Her Excellency, the President of the General Conference

Her Excellency, the Director General of UNESCO

The Chairperson and members of the Executive Board


Ladies and Gentlemen:


I bring you warm felicitations from the Government and people of the Republic of Liberia.

Excellences, Liberia continues to make progress in all of the fields of competence of UNESCO. Our Educational System is in an active transition, since the National Consultative Conference that changed the direction of our Educational System through a wide consensus by all of our stakeholders.

Liberia just recently celebrated ten consecutive years of peace since the signing of the Comprehensive Accra Peace Accord in 2003. We salute all of you who have contributed so generously to this hard earned peace.

With the national leadership and support from our International Partners, the Decentralization of our Educational System is well on course.

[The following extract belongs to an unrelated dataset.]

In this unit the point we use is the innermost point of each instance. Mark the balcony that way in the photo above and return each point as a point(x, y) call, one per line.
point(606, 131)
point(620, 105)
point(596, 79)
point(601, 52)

Although there is much work to be done to get the system to an acceptable level.

Over the last two years, we have been able to increase enrollment at all levels because of the Free Basic Education. This increase in student growth has led to overcrowded classrooms across the country resulting to a very high teacher/student ratio. Poor learning, school facilities and poorly prepared teachers are hampering the learning outcomes of our children. Much work is needed in this direction.

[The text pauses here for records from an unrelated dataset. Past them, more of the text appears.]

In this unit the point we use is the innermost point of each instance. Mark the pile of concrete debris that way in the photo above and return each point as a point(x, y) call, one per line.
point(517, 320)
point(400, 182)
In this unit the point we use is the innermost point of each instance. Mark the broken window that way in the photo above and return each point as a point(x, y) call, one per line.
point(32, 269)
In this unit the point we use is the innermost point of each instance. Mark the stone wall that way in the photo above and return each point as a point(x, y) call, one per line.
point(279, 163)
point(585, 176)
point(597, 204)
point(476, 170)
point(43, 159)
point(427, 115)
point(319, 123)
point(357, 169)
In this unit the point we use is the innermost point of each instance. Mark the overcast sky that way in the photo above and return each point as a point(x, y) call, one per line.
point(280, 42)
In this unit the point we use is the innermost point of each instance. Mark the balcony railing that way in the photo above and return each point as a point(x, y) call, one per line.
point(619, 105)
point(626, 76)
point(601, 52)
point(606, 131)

The Government in collaboration with partners in the sector have several projects which address the low enrollment and retention of girls in school. Additionally, there are several hostels for girls that are, for the first time, opened to rural poor and vulnerable girls who dropped out of school, to help them re-enter and complete their studies at no cost to them. 

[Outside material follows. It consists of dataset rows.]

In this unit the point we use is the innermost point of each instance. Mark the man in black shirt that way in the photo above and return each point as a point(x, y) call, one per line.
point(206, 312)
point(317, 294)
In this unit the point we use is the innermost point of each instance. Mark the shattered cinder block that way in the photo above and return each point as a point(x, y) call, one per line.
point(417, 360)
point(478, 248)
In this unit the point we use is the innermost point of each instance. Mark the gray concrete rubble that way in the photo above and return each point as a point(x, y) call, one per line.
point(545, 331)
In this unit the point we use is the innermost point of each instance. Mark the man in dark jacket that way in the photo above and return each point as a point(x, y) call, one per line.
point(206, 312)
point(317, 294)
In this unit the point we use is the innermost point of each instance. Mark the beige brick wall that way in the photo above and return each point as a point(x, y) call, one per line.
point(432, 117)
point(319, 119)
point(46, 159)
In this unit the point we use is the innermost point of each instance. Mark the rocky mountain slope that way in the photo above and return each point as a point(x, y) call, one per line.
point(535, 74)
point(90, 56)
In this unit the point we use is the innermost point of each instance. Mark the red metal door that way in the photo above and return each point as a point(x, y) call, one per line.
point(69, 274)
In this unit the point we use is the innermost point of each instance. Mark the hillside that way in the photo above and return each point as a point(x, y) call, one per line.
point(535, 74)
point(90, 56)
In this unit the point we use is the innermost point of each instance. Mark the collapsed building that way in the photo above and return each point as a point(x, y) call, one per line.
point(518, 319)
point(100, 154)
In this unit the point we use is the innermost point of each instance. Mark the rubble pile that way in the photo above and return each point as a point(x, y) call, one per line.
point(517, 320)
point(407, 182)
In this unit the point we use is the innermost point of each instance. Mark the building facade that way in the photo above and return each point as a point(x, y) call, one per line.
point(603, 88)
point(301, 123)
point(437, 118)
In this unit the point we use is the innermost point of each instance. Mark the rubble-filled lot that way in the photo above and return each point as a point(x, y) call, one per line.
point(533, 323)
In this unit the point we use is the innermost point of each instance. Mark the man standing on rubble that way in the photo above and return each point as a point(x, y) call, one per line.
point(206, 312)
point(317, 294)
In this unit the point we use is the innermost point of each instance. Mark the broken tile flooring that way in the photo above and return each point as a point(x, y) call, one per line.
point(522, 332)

The Government, with support from donors, have invested much resources to address these deficiencies.

These resources have focused mainly on rebuilding facilities, overhauling of the curriculum for teachers training and for the schools to make them relevant to post conflict realities, the reactivation of a vigorous supervision and monitoring of instruction, the standardization of school designs to include science laboratories, libraries and teacher housing.

The present challenges are daunting but the political will is there on the part of our Government to continue on the reform process.

In order to improve the delivery of educational services, the Government has begun the implementation of a robust decentralization of the sector, working closely with the newly established School Boards, the Government recently completed the recruitment and deployment of qualified County and District Education Officers throughout the Country.

Liberia has a youthful population; 53% of whom are below 20 years old. This has placed a tremendous strain on the education delivery system. The Government is working with the European Union (EU), the Chinese Government and other International and Bilateral Organizations to develop a Vocational and Technical Program which strives to address the education and skills training for these young people. The skills and training will make them employable and capacitated to go into entrepreneurship which will make them self-reliant.

We do know that the areas of Vocational Education and Youth Development are specialty of UNESCO. We therefore invite the Director General to join in intervening for these young people.

There is a crises in the quality of higher education and UNESCO’s expertise is much needed to critically review the situation to find a way forward. The quality of the outcomes is of course linked to the poorly prepared students who enter our Universities. UNESCO’s experience in this area will enable us do a Situational Analysis to better understand the problems.

The Government has a Freedom of Information (FOI) Law which guarantees access to all information and disclosure of Government’s decisions and actions. The Liberian people enjoy a freedom of speech never before seen in our Country. The media landscape continues to expand and widened with the establishment of daily newspapers, radio and television stations. Journalists enjoy unprecedented freedom of expression.

My government appreciates the work that our organization is doing to protect the rights of minority and guard the cultural heritage of member states.

Consequently, Liberia has declared Ecological Tourism as a priority program of our economy. We therefore request your support for the inclusion of the Providence Island on UNESCO World Heritage Site. Providence Island is where the free slaves from the Americas and the Western Indies settled in Liberia.

We wish to express our profound gratitude to UNESCO for establishing the Mary Antoinette Browne Sherman Teacher Education Chair at the University of Liberia. We anticipate the continuous collaboration with UNESCO in making the Chair functional.

Finally, Madam Director General, fellow Delegates, we urge you to join us in ensuring that initiatives that are being taken by my Government will in some significant way continue to construct strongholds for peace, tolerance and the protection of human rights in the minds of our citizens.